A stretch of the River Wharfe in Ilkley, which is popular with swimmers and families, would be the only river in the country to be subjected to strict monitoring during May to October to ensure the water is of good quality.
Shrug, why not?
Well, the why not is the cost. To do this the entire sewage system for the entire area will have to be changed. Upgraded so that there is no storm runoff, no overflow when the rain hammers down. And they’re not being shy about their insistence that this is the point and purpose either:
“Local people and agencies all support the application and have worked hard to prove how much we need it, so we anticipate a positive outcome,” said Becky Malby, of the clean river campaign. “People living in Ilkley expect our sewage to be treated, not dumped straight into the river every time it rains. We were shocked to find that our river was being used as an open sewer. We have stories of children getting sick as a result of dipping in the river. This is a disgrace. Bathing status is a critical step in cleaning up our river.”

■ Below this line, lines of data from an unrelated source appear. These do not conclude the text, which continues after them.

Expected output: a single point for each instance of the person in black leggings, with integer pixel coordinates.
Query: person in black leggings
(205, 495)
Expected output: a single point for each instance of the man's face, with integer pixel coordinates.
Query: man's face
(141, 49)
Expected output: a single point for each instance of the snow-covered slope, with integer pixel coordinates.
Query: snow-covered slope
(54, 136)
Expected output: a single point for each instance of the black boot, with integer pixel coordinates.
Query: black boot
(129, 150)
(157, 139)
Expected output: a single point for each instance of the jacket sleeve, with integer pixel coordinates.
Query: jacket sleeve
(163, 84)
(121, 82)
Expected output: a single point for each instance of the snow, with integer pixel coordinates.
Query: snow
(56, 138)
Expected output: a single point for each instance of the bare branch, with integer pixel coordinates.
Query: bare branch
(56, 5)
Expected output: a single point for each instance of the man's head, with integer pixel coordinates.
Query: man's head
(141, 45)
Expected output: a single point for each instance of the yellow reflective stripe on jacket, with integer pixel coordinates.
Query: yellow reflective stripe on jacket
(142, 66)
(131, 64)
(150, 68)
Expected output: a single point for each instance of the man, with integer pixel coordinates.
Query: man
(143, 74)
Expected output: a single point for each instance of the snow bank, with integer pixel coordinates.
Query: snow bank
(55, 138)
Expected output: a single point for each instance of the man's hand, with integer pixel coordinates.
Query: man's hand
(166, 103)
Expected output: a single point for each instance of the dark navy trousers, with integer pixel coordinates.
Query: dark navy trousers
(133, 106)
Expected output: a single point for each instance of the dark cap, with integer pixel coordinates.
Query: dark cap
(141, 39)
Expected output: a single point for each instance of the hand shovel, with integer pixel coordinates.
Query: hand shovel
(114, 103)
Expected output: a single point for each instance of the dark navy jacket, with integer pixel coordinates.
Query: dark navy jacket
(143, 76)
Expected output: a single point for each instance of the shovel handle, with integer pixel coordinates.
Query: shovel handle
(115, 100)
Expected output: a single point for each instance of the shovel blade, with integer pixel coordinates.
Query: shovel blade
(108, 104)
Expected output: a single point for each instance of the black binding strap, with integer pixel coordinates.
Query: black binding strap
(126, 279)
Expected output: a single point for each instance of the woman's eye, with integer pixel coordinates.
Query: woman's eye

This has a cost, this upgrade. And so the people demanding this higher level of cleanliness should be paying that higher cost. You get the benefit then you should be paying the cost.
Sadly, current charging practices for the water companies don’t allow such differentiation. So, we should change those practices to allow it. At which point that extra £10 or £100 a year will be charged to all households in the watershed for this part of the river. And then people will be facing the costs of their demands. Which is as it should be of course. We’ll also find out whether those households think that’s worth it. For only revealed, not merely expressed, preferences count.
The Guardian revealed last month that raw sewage was discharged by water companies into rivers via storm overflows for 1.5m hours in 2019. River campaigners are pressing for bathing water status to be rolled out in popular river bathing areas to force water companies to stop the discharges.
They want the sewage system upgraded. That’s fine, that’s entirely cool. As long as they bear the costs of doing so that is. Therefore we should make clear to them those costs then ask them.
Why wouldn’t we do that? And why wouldn’t we charge people for what they demand?